XII. LIMITATION OF LIABILITY
USER AGREES THAT NDS SHALL NOT BE LIABLE FOR ANY DIRECT, INDIRECT, INCIDENTAL, SPECIAL OR CONSEQUENTIAL DAMAGES RESULTING FROM THE USE OR THE INABILITY TO USE THE SERVICE OR FOR ANY COSTS OF PROCUREMENT OF SUBSTITUTE SERVICES OR RESULTING FROM ANY SERVICES PURCHASED OR OBTAINED OR TRANSACTIONS ENTERED INTO THROUGH OR FROM THE SERVICE OR RESULTING FROM UNAUTHORIZED ACCESS TO OR ALTERATION OF USER'S TRANSMISSIONS OR DATA, INCLUDING BUT NOT LIMITED TO, DAMAGES FOR LOSS OF PROFITS, USE, DATA OR OTHER INTANGIBLE, EVEN IF NDS HAS BEEN ADVISED OF THE POSSIBILITY OF SUCH DAMAGES. USER FURTHER AGREES THAT NDS SHALL NOT BE LIABLE FOR ANY DAMAGES ARISING FROM INTERRUPTION, SUSPENSION OR TERMINATION OF SERVICE, INCLUDING BUT NOT LIMITED TO DIRECT, INDIRECT, INCIDENTAL, SPECIAL, CONSEQUENTIAL OR EXEMPLARY DAMAGES, WHETHER SUCH INTERRUPTION, SUSPENSION OR TERMINATION WAS JUSTIFIED OR NOT, NEGLIGENT OR INTENTIONAL, INADVERTENT OR ADVERTENT. SOME JURISDICTIONS DO NOT ALLOW THE LIMITATION OR EXCLUSION OF LIABILITY FOR INCIDENTAL OR CONSEQUENTIAL DAMAGES SO SOME OF THE ABOVE LIMITATIONS MAY NOT APPLY TO YOU.

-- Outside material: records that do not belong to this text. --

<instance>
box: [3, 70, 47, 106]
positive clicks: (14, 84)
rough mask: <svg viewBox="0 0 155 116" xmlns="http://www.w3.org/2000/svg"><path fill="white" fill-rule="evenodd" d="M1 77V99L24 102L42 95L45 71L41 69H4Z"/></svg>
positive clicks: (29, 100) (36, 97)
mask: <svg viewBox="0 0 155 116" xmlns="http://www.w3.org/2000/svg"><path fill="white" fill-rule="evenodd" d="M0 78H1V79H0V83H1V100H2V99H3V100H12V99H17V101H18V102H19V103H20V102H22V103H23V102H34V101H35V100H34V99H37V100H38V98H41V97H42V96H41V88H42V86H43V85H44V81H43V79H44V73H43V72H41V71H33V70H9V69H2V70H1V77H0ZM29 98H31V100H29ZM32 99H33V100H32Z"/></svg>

XIII. MODIFICATIONS TO TERMS OF SERVICE
NDS may change this license from time to time. User will be notified of any such changes by a startup screen describing the changes. By clicking on the “I Accept” button that follows the posted changes User agrees to be bound by the modifications to this license. If User does not click the “I Accept” button, User will not be entitled to use the changes in the Service.
With the exception of communications regarding billing or payment issues (including fee changes), any notice required or permitted to be given by any Party under this Agreement will be in writing and personally delivered or sent by commercial courier service (e.g., DHL), or by first class airmail (certified or registered if available), to User at the address provided by User at the time of registration or such new address as may from time to time be supplied in writing by User, and to NDS at 15941 Red Hill Ave, Suite 205, Tustin, CA 92780 or such new address as may from time to time be provided in writing by NDS. Notices relating to billing or payment issues (including fee changes) shall be in writing and delivered by any of the above methods or electronically by email or facsimile sent to an email address or fax number used for routine communications between the Parties, unless the sending Party receives an error message indicating that the communication was not successfully completed in which case the sending Party shall use an alternative method provided by this Section XIV for delivering the notice.
The relationship between User and NDS shall be governed by the laws of the State of California without regard to its conflict of law provisions. User and NDS agree to submit to the personal and exclusive jurisdiction of binding arbitration before a panel of three arbitrators pursuant to the JAMS Comprehensive Arbitration Rules. Such arbitration shall be conducted in Orange County, California pursuant to the terms of the TSA Agreement. The failure to exercise or enforce any right or provision of this license shall not constitute a waiver of such right or provision. If any provision of this license is found by a court of competent jurisdiction to be invalid, the parties nevertheless agree that the court should endeavor to give effect to the parties' intentions as reflected in the provision, and the other provisions of this license remain in full force and effect. User agrees that regardless of any statute or law to the contrary, any claim or cause of action arising out of or related to use of the Service or this license must be filed within one (1) year after such claim or cause of action arose or be forever barred. The section titles in this license are for convenience only and shall have no legal or contractual effect.